The bounding box of (2). In the invention, s is 0.1, 0.25 and 0.5, and r is 0.5, 1 and 2. For each input pixel, the default anchor box is sampled 5 at its center. In the training process, firstly, the real value (ground route) in the training data is determined to be matched with which anchor frame, and the boundary frame corresponding to the anchor frame corresponding to the real value is used for prediction. For each real object in the photograph, the anchor box with the largest Intersection over Union (IoU) value matches it. The intersection ratio is a probability value describing the bounding box distance, as shown in equation (1):

wherein alpha is a prediction result, xi is a real boundary value, a large intersection ratio indicates that two frames are very similar, and a small intersection ratio indicates that the two frames are not similar. For the remaining unmatched anchor boxes, if IoU for a certain real value is greater than the threshold of 0.5, then the anchor box will also match this real value.
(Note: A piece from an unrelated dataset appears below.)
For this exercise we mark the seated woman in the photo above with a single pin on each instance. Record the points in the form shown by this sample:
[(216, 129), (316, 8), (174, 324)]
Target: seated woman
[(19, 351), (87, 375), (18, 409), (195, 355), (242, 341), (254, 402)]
In the power line detection model and the power line foreign object detection model, L (x, c, L, g) represents a loss function, defined as a weighted sum of a position error (loc) and a confidence error (conf), as shown in formula (2), x is an input training image, c is a category confidence prediction value, L is a prediction value of a bounding box corresponding to an anchor frame, g is a position parameter of a true value, N is the number of positive samples of the anchor frame, and α is an adjustment ratio of a foreground loss function and a background loss function, where 1 is taken.

L_loc(x, l, g) is the loss function of the bounding box prediction, as shown in equation (3). Where cx, cy are the center coordinates of the bounding box, w, h are the bounding box width and height, and the anchor frame position is defined by d ═ d (d)^cx，d^cy，d^w，d^h) The corresponding bounding box is represented by b ═ b^cx，b^cy，b^w，b^h)，

I.e., the conversion value of the bounding box with respect to the anchor box, is calculated according to the equations (4), (5), (6) and (7).

And the predicted value of the m parameter of the boundary frame corresponding to the ith anchor frame is obtained. Pos represents a positive sample set, i represents an anchor box number, and j represents a true value number. When in use

When the ith anchor frame is matched with the jth real value, and the category of the real value is k, when

A time indicates a mismatch. For position error, the Smooth L1 function is used.

L_conf(x, c) represents a loss function for class prediction, where x represents the input image, Neg represents the set of negative samples, o represents the anchor box number taken from the positive samples, represents the anchor box number taken from the negative samples, and t represents the true value number.

Is used for explaining the matching state when

Indicates that the o-th anchor box matches the t-th true value, and the class of true values is p when

A time indicates a mismatch. As shown in equation (8):

subsequently, a minimization loss function is trained. And (3) minimizing the cost function by adopting a random gradient descent (SGD) method, calculating and predicting the characteristic diagram results of the convolution layers with different scales, and combining the prediction outputs of different layers. Pre-training requires all data sizes to be normalized, so the present invention resets the original image to 512 x 512 pixels for pre-training. The learning rate is the most important parameter of the random gradient descent method, and determines the updating speed of the weight value. The momentum parameter and the weight attenuation factor can improve the training adaptivity. Through experimental observation, the learning rate is set to 10 by the invention^-3The momentum parameters were set to 0,99, and the weight decay factor was set to default 0.0005. the stochastic gradient descent learning process was accelerated by an NVIDIA TITAN XP device for 60000 iterations.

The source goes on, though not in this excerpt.